Maria | 91 comments This year, I want to reduce the number of unread books on my shelves, and I want to read more varied. Therefore, I have set up this challenge for myself, where I have set up 6 categories:
- Norwegian novel
- English novel
- Translated novel
- Non-fiction
- Short story
- Poem

Every month, I will pick something from my shelves that fits each of these categories, and I'll try to read those books in the course of that month.

By the end of the year, I'd like to have read:
- 20 Norwegian novels
1. Vårofferet
- 20 English novels
- 20 translated novels
- 20 non-fiction books
- 5 collections of short stories
- 2 poetry collections


message 2: by Maria (new)

Maria | 91 comments January reading plan:

Norwegian: Vårofferet
English: The Golden House
Translated: Manaraga
Non-fiction: From the Gracchi to Nero: A History of Rome from 133 BC to AD 68
Short story: at least one story from Hardanger
Poetry: at least one poem from Dikt i umsetjing


message 3: by Antonio (new)

Antonio Gallo (galloway) | 2327 comments "Devouring books"

There are people who boast themselves for "devouring books" and make plans for the new year reading.

The language of eating is often used to describe reading habits.

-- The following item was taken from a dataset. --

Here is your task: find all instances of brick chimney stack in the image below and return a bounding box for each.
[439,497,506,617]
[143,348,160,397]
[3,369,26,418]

If pressed for an explanation, one might say that to ‘devour’ books is to do something positive.

It implies intense appreciation on behalf of the reader, and suggests that books in themselves are enjoyable and delicious, like warm pastries.

I think the opposite. I strongly dislike this metaphor. Reading to me is an adventure and a choice, an act of social power and personal responsability.

Ben Jonson’s play "Poetaster" (1601), provides a graphic example. He wrote that aspiring authors should read:

"Not, as a Creature, that swallowes, what it takes in, crude, raw, or indigested; but, that feedes with an Appetite, and hath a Stomacke to concoct, divide, and turne all into nourishment."

The language of ‘nourishment’ gives this distinction a moral inflection. If reading matter remains indigested, Jonson suggested, one’s spiritual economy becomes clogged.

His work shows how the reading/eating discourse became a rhetorical code for claims to literary, social and religious distinction.

He wrote this five centuries ago. It's still worth following his advice today ...

Poetaster by Ben Jonson Poetaster


message 4: by Leslie (new)

Leslie | 16369 comments I like your categories Maria - good reading to you in 2020!


message 5: by Maria (new)

Maria | 91 comments Thank you, and thanks for drooping in!

I just finished my first book, Vårofferet. I won't go into detail about it here, since there's no translation of it anyway, but I enjoyed reading it.

I'm going to spend the weekend reading a book I need to read for a class and that I also need to deliver at the library last week ...


message 6: by Alannah (new)

Alannah Clarke (alannahclarke) | 14710 comments Mod
Good luck with your reading goals Maria.